There was something quirky but lovable about Doc. Perhaps it was the fact that he didn’t appear as hardened as the rest of the men in the squad. He almost never swore, which was an anomaly. The others punctuated every other sentence with a curse. While the training and life in Vietnam had beaten every ounce of softness out of the men, he still had a boyish sensitivity in him that made him seem younger than his years.

It seemed strange to Jack that a corpsman like Doc, whose mother still sent him care packages of M&M’s, would have enlisted on the day before his eighteenth birthday to be a field medic.

He knew that Navy corpsmen who served as medics had to first do extensive training at corps school, learning basic emergency first aid medical training and triage before they were even sent out into the field. Volunteering for the role involved a minimum three-year commitment.

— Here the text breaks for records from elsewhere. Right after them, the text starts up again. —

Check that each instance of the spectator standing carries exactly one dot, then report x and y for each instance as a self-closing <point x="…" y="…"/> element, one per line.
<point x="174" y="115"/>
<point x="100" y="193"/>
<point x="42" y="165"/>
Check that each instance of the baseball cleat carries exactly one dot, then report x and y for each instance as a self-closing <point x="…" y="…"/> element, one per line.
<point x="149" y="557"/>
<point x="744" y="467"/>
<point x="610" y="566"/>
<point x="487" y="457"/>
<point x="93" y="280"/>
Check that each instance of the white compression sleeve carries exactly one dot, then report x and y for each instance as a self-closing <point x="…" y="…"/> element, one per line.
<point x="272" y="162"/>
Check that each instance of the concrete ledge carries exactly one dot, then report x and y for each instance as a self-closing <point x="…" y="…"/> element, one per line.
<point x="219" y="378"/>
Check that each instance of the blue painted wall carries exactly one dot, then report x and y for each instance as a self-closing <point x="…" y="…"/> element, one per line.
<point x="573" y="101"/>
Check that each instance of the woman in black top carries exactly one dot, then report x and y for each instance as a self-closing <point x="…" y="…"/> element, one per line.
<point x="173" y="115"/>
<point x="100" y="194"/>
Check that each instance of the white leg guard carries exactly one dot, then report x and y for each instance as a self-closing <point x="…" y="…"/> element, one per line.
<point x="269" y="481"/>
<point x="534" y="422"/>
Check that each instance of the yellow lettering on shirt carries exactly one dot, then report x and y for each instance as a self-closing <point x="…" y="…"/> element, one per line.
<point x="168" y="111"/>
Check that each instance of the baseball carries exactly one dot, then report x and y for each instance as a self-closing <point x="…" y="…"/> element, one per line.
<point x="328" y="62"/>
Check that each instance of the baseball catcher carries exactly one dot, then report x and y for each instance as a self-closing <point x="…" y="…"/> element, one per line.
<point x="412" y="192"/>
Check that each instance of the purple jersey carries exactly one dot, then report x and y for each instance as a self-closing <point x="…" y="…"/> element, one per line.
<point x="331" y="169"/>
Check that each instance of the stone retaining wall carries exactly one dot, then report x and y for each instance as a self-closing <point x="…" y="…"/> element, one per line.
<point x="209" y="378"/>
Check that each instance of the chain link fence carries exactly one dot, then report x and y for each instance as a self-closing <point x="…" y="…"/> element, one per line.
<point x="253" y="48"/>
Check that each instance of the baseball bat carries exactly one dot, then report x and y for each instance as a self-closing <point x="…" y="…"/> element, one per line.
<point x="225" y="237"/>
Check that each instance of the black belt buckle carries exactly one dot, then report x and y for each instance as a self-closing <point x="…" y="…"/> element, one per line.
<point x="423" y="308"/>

“Why didn’t you just go to college and medical school if your number wasn’t even called, Mike? I just don’t get it.” Jack shook his head in disbelief. “You can’t really like this shit? Can you?”

“I grew up hearing stories from my dad and my uncle about World War II.” Doc tried to find the words to explain. “I idealized both of these guys.… Dad was a medic and so proud of serving in Patton’s army as they tore through France.” In the moonlight he looked pensive as he remembered the family lore, the very stories that had inspired him to enlist. “But it was my uncle’s story, about a six-foot-three medic named Tex who saved him during the invasion of Peleliu, that I think really ultimately drew me to the corps.” He closed his eyes and the story fell from his lips, the oral history that he had heard from his uncle that was a part of him. “Tex was patching up Uncle Nate from a shrapnel wound and then fell down on top of him during heavy fire to protect him, like a human shield—the medic just gave his own life, just like that,” explained Doc. “Hearing stuff like that growing up as a kid just made me want to do my part, I guess.”

Jack had not grown up hearing glorified War World II stories that had fed so many of his fellow marines’ souls. Almost all of them were sons of vets, and it gave them a foundation of purpose that was missing for him. But perhaps it was for the best. He didn’t want to burst any of their bubbles, but he knew firsthand from the incident in the airport that there wasn’t going to be a ticker tape parade for them like their dads received when they returned home.

“You wanna be a doctor when you get back to the States, though, right?” Jack could easily imagine Doc sitting behind a wooden desk, talking gently to his patients. He had just that kind of demeanor that fit into the image of a typical television show about a devoted small-town physician.

“I think a pediatrician. I love kids.”

“You’d be great. I wanna have five kids with my girlfriend.” Jack slid back and laughed.

“You’re just thinking about making five kids,” Doc ribbed him.

“You’re right, man,” answered Jack before the conversation turned toward food, Doc dreaming of his mother’s pot roast, Jack, a Philly cheese steak. Hunger manifested itself in so many ways.